What is MotherDuck MCP Server?
The MotherDuck MCP Server integrates MotherDuck a cloud-native version of DuckDB with intelligent agents through the Model Context Protocol (MCP). This server enables LLM based agents to perform SQL queries, analyze structured data, and retrieve insights from DuckDB databases hosted on MotherDuck.
With a simple setup, agents can use natural language to interact with real data, making it easier to build analytics copilots, data QA bots, and AI-driven dashboards that operate directly on production-grade SQL engines.
Key Features of MotherDuck MCP Server
- Connect agents to MotherDuck’s managed DuckDB environment for fast, scalable, and efficient SQL execution.
- Retrieve tables, columns, schema metadata, and execute analytical queries through natural language interfaces.
- Designed to integrate with any MCP compatible LLM framework such as OpenAI Agent SDK, LangChain, CrewAI, or Vercel’s AI SDK.
- Minimal setup with support for secure token based access to your MotherDuck account and databases.
- Ideal for RAG pipelines, business intelligence agents, and data-aware copilots.
Installation
- Clone the Repository
git clone https://github.com/motherduckdb/mcp-server-motherduck cd mcp-server-motherduck
- Install Requirements
Ensure Python and required dependencies are installed. - Configure Credentials
Set your MotherDuck token and database connection info in the environment or config file. - Run the Server
Start the MCP server to allow agents to begin querying via the protocol.
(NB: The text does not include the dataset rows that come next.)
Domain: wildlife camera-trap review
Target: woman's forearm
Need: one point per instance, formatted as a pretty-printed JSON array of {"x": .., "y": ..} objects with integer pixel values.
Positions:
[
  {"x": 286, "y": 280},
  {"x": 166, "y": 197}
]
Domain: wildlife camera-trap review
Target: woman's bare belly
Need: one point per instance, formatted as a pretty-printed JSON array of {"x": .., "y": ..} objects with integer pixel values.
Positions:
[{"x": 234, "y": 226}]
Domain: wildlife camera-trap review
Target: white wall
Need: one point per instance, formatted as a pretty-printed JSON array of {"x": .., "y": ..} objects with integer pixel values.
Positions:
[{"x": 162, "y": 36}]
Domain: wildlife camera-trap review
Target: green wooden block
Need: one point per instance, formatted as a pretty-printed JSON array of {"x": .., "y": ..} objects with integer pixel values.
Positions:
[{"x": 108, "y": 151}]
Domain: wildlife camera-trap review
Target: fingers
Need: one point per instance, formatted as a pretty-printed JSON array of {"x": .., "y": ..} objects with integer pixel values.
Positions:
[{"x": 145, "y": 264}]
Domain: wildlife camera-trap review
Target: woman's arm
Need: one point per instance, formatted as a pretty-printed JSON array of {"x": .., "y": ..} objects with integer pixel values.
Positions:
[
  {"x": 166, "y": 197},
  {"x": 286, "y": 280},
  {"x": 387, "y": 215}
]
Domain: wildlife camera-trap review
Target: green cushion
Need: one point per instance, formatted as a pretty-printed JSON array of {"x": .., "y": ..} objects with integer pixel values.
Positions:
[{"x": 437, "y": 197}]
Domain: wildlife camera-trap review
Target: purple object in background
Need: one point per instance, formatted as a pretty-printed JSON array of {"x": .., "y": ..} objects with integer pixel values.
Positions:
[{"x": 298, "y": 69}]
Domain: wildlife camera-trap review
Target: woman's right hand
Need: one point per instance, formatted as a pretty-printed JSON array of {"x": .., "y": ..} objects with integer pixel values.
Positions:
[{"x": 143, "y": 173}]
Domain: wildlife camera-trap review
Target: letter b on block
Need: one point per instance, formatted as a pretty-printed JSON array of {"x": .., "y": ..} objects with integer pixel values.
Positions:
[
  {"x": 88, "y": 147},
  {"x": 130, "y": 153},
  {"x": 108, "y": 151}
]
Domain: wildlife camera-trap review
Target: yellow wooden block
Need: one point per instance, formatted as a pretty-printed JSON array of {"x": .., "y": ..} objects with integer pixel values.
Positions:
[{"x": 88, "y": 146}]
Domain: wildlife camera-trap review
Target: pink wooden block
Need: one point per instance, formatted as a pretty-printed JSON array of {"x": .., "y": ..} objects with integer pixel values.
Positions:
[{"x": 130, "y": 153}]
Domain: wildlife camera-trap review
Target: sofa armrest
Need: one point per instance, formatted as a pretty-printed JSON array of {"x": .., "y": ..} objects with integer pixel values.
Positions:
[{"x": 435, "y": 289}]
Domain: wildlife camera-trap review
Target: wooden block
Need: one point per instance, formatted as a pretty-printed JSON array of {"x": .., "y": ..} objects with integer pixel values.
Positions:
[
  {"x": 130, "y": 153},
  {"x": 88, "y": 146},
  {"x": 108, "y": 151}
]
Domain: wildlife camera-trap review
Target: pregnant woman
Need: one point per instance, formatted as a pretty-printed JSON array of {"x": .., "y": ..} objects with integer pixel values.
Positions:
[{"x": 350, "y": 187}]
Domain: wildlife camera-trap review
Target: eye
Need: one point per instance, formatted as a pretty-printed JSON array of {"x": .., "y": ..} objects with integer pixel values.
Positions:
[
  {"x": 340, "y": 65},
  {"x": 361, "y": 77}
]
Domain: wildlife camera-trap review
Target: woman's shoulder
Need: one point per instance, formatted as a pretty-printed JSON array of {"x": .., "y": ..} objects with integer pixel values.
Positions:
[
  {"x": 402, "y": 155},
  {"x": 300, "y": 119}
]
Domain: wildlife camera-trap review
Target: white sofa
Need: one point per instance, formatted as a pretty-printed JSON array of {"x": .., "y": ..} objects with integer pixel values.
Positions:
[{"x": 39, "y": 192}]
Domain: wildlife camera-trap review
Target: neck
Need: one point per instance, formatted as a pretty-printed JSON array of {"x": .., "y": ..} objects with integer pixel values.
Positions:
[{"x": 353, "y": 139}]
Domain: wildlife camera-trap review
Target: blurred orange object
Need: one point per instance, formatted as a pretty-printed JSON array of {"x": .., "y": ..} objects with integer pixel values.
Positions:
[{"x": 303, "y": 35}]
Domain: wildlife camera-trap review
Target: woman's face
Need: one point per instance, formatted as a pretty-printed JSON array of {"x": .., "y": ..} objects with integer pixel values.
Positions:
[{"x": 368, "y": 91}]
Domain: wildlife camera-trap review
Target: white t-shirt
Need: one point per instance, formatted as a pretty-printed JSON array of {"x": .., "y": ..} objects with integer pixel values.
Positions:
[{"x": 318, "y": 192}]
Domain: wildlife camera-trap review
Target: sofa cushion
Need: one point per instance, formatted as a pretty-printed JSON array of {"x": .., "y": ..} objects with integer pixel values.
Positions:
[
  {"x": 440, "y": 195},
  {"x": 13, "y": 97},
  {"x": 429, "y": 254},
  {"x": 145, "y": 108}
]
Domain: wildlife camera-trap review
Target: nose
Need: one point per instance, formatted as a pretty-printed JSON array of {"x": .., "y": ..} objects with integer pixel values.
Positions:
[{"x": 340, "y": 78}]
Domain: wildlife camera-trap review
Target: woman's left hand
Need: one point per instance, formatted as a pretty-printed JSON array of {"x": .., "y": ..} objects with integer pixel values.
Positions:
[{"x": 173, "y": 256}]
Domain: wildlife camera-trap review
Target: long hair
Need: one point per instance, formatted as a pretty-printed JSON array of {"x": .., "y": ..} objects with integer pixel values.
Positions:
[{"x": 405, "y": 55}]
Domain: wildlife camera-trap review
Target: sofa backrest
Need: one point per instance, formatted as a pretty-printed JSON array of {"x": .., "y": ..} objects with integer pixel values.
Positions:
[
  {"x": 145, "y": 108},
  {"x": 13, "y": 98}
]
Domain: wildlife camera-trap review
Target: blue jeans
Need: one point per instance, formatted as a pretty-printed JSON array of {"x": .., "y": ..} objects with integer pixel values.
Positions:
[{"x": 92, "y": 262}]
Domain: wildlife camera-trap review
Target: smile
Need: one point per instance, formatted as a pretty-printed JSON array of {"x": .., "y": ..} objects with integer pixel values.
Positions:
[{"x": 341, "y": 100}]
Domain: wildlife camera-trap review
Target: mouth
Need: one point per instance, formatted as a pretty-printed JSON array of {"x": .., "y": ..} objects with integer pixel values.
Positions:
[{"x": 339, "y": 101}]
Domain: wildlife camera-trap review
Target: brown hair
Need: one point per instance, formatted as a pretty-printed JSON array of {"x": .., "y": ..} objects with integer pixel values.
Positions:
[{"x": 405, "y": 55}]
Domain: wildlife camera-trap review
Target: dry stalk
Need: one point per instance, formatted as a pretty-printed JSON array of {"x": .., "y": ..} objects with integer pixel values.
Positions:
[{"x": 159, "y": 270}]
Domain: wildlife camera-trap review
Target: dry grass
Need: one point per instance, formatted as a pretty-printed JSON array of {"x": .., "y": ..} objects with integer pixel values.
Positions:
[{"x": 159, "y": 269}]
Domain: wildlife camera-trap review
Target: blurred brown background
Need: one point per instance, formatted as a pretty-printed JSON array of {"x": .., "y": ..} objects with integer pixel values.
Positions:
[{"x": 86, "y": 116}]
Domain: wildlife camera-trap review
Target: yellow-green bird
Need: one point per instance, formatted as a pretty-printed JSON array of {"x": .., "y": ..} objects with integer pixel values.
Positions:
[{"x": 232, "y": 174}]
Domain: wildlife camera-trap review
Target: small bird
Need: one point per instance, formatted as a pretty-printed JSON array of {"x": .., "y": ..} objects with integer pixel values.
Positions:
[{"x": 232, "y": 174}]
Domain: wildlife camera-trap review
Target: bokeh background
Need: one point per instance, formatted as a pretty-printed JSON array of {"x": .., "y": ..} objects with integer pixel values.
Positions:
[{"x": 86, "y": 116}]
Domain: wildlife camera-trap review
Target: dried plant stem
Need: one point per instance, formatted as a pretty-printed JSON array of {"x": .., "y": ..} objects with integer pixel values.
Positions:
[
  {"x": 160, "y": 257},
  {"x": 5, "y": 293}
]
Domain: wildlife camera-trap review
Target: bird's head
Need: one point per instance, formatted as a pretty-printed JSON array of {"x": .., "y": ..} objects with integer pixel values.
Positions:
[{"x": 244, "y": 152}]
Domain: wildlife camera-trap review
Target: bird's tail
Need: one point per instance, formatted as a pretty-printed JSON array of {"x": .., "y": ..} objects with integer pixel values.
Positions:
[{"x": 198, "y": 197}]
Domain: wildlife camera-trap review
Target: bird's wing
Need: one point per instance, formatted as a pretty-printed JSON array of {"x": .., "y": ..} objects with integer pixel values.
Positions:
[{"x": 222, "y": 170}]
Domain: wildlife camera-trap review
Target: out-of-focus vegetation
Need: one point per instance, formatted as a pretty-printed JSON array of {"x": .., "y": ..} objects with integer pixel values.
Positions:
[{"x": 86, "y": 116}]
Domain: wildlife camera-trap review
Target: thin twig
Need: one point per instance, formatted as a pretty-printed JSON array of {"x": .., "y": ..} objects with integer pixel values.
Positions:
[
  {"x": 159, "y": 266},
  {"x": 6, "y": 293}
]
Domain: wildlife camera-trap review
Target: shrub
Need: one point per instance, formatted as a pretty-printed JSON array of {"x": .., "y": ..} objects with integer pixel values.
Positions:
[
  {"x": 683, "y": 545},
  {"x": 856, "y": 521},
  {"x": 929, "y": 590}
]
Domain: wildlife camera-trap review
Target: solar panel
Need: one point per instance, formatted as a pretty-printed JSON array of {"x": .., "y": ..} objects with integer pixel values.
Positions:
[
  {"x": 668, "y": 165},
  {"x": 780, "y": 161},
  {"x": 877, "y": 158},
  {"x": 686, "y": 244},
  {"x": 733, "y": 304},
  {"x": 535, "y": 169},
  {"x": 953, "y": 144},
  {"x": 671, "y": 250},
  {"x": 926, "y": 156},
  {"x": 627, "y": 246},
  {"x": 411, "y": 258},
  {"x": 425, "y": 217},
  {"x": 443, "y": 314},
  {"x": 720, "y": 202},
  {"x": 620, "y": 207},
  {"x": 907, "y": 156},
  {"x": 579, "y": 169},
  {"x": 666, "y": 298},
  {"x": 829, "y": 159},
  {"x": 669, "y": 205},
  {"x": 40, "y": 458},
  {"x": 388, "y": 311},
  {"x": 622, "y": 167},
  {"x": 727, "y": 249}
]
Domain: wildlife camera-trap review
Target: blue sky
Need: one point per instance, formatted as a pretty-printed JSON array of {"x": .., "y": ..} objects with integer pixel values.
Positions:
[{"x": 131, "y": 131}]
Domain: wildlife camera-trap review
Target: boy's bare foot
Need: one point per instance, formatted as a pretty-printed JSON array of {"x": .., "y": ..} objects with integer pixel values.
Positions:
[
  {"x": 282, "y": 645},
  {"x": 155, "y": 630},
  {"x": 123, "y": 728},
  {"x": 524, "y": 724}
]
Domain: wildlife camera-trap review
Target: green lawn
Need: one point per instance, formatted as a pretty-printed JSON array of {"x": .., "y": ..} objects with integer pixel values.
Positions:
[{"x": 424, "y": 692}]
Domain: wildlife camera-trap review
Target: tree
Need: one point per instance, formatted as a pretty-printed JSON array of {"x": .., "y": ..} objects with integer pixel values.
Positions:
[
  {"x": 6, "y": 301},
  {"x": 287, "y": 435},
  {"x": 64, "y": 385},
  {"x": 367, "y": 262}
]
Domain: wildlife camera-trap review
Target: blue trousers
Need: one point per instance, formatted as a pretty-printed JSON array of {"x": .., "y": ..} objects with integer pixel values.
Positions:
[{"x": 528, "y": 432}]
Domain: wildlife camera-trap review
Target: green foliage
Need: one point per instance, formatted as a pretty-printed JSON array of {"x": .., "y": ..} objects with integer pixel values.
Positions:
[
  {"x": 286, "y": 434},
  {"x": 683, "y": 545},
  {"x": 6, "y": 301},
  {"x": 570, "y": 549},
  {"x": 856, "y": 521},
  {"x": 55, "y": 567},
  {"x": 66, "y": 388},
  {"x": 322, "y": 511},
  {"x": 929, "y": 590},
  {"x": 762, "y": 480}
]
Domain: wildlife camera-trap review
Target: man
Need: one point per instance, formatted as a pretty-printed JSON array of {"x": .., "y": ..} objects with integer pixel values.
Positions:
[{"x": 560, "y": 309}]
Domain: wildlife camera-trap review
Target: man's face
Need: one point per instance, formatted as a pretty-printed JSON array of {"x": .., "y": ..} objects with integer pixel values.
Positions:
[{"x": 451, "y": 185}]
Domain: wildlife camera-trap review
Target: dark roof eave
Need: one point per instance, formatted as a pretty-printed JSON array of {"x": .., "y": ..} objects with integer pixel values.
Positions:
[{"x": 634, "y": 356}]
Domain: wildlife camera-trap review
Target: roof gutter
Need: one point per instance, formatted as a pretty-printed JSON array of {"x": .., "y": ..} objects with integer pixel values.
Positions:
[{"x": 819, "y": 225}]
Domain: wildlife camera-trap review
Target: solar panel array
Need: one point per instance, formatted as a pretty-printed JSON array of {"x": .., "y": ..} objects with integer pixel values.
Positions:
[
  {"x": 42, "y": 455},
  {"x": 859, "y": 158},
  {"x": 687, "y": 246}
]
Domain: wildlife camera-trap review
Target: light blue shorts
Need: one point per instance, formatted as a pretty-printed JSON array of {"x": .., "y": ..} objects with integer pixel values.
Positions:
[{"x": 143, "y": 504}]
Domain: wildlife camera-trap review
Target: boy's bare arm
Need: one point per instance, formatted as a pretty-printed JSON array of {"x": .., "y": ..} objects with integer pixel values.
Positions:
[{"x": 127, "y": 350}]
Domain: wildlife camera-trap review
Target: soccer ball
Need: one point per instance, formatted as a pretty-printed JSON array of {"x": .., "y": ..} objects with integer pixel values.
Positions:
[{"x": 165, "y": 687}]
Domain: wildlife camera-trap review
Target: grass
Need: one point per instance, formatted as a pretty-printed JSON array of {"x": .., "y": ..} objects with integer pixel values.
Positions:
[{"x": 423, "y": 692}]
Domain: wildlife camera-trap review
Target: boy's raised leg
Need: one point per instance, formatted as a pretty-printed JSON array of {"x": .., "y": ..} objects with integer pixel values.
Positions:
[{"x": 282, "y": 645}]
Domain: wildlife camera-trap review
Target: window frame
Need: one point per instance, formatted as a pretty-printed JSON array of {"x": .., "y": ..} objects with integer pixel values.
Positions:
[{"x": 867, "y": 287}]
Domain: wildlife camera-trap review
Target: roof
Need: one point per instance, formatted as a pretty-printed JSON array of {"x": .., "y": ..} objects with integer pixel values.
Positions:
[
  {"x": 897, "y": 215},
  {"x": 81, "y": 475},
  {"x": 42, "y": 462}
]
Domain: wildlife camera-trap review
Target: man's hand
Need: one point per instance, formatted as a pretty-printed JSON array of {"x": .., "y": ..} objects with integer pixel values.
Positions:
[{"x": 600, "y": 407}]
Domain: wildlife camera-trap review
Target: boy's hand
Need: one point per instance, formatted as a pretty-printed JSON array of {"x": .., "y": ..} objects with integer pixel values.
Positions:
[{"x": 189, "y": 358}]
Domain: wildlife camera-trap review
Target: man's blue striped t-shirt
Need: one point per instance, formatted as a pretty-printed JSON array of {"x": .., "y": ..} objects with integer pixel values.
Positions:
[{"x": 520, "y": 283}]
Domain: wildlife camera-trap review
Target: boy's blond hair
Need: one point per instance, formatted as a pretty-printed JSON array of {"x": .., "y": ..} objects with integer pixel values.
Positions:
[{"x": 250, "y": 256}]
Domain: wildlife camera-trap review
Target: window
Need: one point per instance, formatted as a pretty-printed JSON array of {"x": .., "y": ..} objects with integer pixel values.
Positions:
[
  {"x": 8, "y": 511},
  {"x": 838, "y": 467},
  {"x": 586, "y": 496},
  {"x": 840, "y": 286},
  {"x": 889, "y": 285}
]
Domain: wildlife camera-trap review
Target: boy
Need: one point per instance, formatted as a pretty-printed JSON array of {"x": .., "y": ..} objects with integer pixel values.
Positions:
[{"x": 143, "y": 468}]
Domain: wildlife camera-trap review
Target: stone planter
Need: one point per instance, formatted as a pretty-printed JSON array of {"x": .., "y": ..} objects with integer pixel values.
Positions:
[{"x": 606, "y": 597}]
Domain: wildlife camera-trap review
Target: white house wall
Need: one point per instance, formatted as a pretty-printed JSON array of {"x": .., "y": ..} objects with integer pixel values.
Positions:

MotherDuck MCP Server Use Cases
- Data Analysis Assistants
Let LLM agents perform SQL queries on real datasets for dashboards, reports, or insight generation. - Natural Language Interfaces for SQL
Build chat based data explorers where users can ask questions and receive results from DuckDB-powered analytics. - Retrieval Augmented Generation (RAG)
Pull structured data from MotherDuck as part of a broader agent driven RAG pipeline. - Developer Copilots for Data Teams
Assist data scientists or engineers by auto-generating and validating queries against live datasets.